Il commissario di polizia Jessica Tisch ha affermato che non vi è alcuna indicazione che le loro presunte attività fossero collegate alla guerra in corso in Iran. Ha rifiutato di fornire ulteriori informazioni sul motivo per cui le autorità ritengono che i sospettati siano stati motivati dallo Stato Islamico, un gruppo estremista sunnita. La popolazione iraniana è composta quasi interamente da sciiti, l’altra principale comunità religiosa dell’Islam.
Mentre Mamdani e Tisch informavano i giornalisti lunedì, Lang è intervenuto da fuori i cancelli di Gracie Mansion.
Nel frattempo, la polizia ha perquisito una casa a Middletown Township, nel nord-est della Pennsylvania, e un’indagine federale separata era in corso nella vicina Newtown, ha detto la polizia locale. Il deputato repubblicano della Pennsylvania Brian Fitzpatrick ha scritto domenica in un post sui social media che entrambe le indagini sono legate all’incidente fuori dalla residenza del sindaco di New York.

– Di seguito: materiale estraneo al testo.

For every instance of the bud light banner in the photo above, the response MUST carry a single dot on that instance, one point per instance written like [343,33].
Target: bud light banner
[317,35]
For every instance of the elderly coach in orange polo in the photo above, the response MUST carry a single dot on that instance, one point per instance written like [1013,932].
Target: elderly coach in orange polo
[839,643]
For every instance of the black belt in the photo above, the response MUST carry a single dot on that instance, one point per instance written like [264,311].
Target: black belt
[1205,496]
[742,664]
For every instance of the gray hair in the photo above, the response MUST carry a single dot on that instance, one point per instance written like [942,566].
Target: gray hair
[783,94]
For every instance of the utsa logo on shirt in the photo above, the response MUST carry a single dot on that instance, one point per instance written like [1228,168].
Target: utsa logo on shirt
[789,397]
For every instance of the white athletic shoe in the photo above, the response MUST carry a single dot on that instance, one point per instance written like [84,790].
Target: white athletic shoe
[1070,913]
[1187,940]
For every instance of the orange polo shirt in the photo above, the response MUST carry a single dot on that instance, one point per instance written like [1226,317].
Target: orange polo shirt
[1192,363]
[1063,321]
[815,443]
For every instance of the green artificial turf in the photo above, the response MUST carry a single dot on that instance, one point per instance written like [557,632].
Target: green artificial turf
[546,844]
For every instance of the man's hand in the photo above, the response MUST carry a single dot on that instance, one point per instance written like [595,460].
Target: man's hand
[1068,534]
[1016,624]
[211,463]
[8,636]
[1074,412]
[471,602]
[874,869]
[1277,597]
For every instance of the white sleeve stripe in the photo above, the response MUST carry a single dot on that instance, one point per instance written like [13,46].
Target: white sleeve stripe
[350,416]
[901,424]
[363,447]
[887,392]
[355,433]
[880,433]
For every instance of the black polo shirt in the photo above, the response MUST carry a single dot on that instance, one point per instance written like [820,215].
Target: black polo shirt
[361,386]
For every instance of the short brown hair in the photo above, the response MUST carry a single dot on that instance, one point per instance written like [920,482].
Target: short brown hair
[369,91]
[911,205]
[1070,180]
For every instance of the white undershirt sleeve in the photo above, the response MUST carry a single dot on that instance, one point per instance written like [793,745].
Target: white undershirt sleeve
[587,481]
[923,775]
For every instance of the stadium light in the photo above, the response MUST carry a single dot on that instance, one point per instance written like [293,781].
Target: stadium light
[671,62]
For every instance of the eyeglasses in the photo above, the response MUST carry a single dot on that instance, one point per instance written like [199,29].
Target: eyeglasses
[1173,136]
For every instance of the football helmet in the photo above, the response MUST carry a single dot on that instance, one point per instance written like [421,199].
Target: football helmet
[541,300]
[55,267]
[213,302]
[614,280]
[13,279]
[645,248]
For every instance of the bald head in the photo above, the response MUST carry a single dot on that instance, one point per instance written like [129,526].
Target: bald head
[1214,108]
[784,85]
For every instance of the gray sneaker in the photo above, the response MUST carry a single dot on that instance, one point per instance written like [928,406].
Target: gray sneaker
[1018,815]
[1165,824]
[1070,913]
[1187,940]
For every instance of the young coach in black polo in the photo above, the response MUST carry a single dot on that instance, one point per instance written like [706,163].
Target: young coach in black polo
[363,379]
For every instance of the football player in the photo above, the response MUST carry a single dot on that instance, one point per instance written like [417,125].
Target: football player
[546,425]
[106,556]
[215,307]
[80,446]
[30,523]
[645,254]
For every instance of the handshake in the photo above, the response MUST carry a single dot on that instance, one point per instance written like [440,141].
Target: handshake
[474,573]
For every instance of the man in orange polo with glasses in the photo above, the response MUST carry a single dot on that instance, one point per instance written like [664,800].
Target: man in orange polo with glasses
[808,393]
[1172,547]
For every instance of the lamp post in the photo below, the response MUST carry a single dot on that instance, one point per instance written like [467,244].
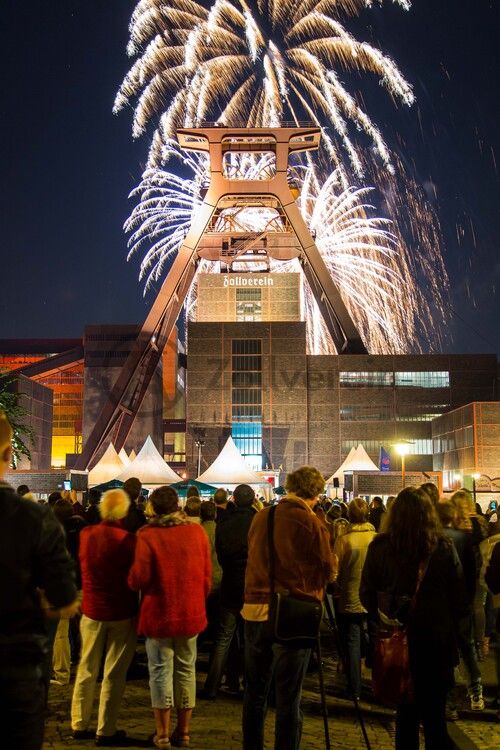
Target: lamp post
[199,442]
[403,449]
[474,478]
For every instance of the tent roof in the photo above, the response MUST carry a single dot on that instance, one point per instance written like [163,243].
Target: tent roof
[361,461]
[109,466]
[229,468]
[338,474]
[149,467]
[123,455]
[357,460]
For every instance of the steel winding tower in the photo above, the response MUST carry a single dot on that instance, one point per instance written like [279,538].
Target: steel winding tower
[206,239]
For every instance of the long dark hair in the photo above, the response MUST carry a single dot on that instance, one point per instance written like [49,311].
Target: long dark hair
[413,526]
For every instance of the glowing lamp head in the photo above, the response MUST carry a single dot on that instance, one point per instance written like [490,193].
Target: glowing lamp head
[402,449]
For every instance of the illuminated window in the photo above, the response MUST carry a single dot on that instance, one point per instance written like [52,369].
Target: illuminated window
[366,378]
[246,397]
[364,413]
[248,305]
[423,379]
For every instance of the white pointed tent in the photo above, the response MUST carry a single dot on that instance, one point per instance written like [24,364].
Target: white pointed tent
[357,460]
[361,461]
[107,468]
[149,467]
[229,468]
[340,471]
[123,455]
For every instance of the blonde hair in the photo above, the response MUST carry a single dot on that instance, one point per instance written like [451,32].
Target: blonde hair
[114,505]
[464,505]
[5,431]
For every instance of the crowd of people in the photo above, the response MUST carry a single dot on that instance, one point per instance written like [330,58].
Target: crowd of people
[81,585]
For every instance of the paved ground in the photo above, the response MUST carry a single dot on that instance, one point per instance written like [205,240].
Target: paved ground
[217,724]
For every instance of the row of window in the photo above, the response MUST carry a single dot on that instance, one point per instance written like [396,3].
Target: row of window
[438,379]
[415,448]
[463,438]
[246,396]
[385,413]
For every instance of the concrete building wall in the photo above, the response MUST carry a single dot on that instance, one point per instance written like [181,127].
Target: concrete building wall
[315,408]
[466,441]
[36,399]
[236,297]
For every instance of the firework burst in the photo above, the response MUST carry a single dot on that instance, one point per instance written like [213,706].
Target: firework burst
[257,63]
[369,264]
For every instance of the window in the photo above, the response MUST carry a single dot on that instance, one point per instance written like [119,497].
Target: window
[423,379]
[415,448]
[366,378]
[248,305]
[246,397]
[420,413]
[363,413]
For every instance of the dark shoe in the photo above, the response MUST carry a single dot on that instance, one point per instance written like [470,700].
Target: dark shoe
[82,734]
[207,696]
[179,740]
[112,740]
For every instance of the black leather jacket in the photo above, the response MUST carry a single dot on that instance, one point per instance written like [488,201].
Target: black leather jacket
[33,557]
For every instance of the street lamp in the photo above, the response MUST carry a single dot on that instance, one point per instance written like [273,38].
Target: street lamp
[403,449]
[199,442]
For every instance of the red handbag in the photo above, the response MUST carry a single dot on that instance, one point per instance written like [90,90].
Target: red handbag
[391,677]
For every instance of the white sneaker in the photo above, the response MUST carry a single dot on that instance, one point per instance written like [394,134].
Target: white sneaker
[477,702]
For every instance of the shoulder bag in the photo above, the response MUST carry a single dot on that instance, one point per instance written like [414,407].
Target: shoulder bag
[294,622]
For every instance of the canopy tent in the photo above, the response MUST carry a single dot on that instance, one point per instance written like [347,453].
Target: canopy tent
[114,484]
[182,487]
[108,467]
[149,467]
[340,471]
[361,461]
[229,468]
[123,455]
[357,460]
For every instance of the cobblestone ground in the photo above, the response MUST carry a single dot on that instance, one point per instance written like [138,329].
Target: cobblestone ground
[217,724]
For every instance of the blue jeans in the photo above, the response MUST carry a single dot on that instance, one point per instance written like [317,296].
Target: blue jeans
[352,632]
[172,676]
[465,639]
[226,632]
[262,658]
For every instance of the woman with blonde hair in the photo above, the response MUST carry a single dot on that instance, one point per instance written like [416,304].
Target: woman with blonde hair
[412,577]
[468,520]
[172,571]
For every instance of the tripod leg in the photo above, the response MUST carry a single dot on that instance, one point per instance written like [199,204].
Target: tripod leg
[324,709]
[333,626]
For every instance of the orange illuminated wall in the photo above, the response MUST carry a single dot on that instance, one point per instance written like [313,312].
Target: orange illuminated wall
[67,387]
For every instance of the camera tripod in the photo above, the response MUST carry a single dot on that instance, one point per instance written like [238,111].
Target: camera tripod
[332,622]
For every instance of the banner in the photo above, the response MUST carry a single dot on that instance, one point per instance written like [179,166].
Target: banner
[384,460]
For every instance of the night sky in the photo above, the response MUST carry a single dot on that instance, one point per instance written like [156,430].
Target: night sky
[68,164]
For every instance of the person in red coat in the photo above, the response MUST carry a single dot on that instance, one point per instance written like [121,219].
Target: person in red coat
[107,627]
[172,570]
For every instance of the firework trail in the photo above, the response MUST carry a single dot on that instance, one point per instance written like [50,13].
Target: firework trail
[254,64]
[259,64]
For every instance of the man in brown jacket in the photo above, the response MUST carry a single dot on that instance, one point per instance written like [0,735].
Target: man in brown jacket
[304,564]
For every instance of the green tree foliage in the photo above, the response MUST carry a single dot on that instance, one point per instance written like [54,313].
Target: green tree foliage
[23,434]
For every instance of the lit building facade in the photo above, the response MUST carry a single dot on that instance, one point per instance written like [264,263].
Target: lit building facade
[254,380]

La protesta poco partecipata di Lang di sabato ha attirato un gruppo molto più ampio di contromanifestanti; C’era anche una persona che ha lanciato tra la folla un oggetto fumoso contenente dadi, bulloni, viti e uno “stoppino per hobby”, ha detto la polizia.
Il dispositivo si è auto-spente a pochi passi dagli agenti di polizia, ha detto Tisch. La stessa persona che l’ha lanciata ha poi lasciato cadere un secondo ordigno che non ha funzionato, ha detto il commissario.
Ancor prima che i dispositivi venissero lanciati, la scena era diventata caotica. Ian McGinnis, 21 anni, che aveva partecipato alla protesta anti-Islam, è stato arrestato dopo aver spruzzato peperoncino contro i manifestanti, ha detto la polizia. McGinnis, di Filadelfia, è stato rilasciato senza cauzione dopo essersi dichiarato non colpevole di aggressione e molestie aggravate in un tribunale di New York domenica, come mostrano i documenti. Lunedì è stato lasciato un messaggio in cerca di commenti al suo avvocato.
Altre tre persone sono state arrestate ma rilasciate in attesa del processo.
In seguito all’insurrezione del 6 gennaio al Campidoglio degli Stati Uniti, Lang è stato accusato di aver aggredito un agente di polizia con una mazza da baseball, di aver interrotto l’ordine civile e di altri crimini. Successivamente è stato rilasciato dal carcere come parte del radicale atto di clemenza del presidente Donald Trump. Lang ha recentemente annunciato che si candiderà al Senato degli Stati Uniti in Florida.
All’inizio di quest’anno, ha tenuto una manifestazione a Minneapolis a sostegno della repressione di Trump sugli immigrati, attirando l’attenzione di una folla inferocita di contromanifestanti che lo hanno rapidamente scacciato.
Il video nel player sopra è tratto da un rapporto precedente.
Hanno contribuito gli scrittori dell’Associated Press Jennifer Peltz a New York e David Collins a Hartford, nel Connecticut.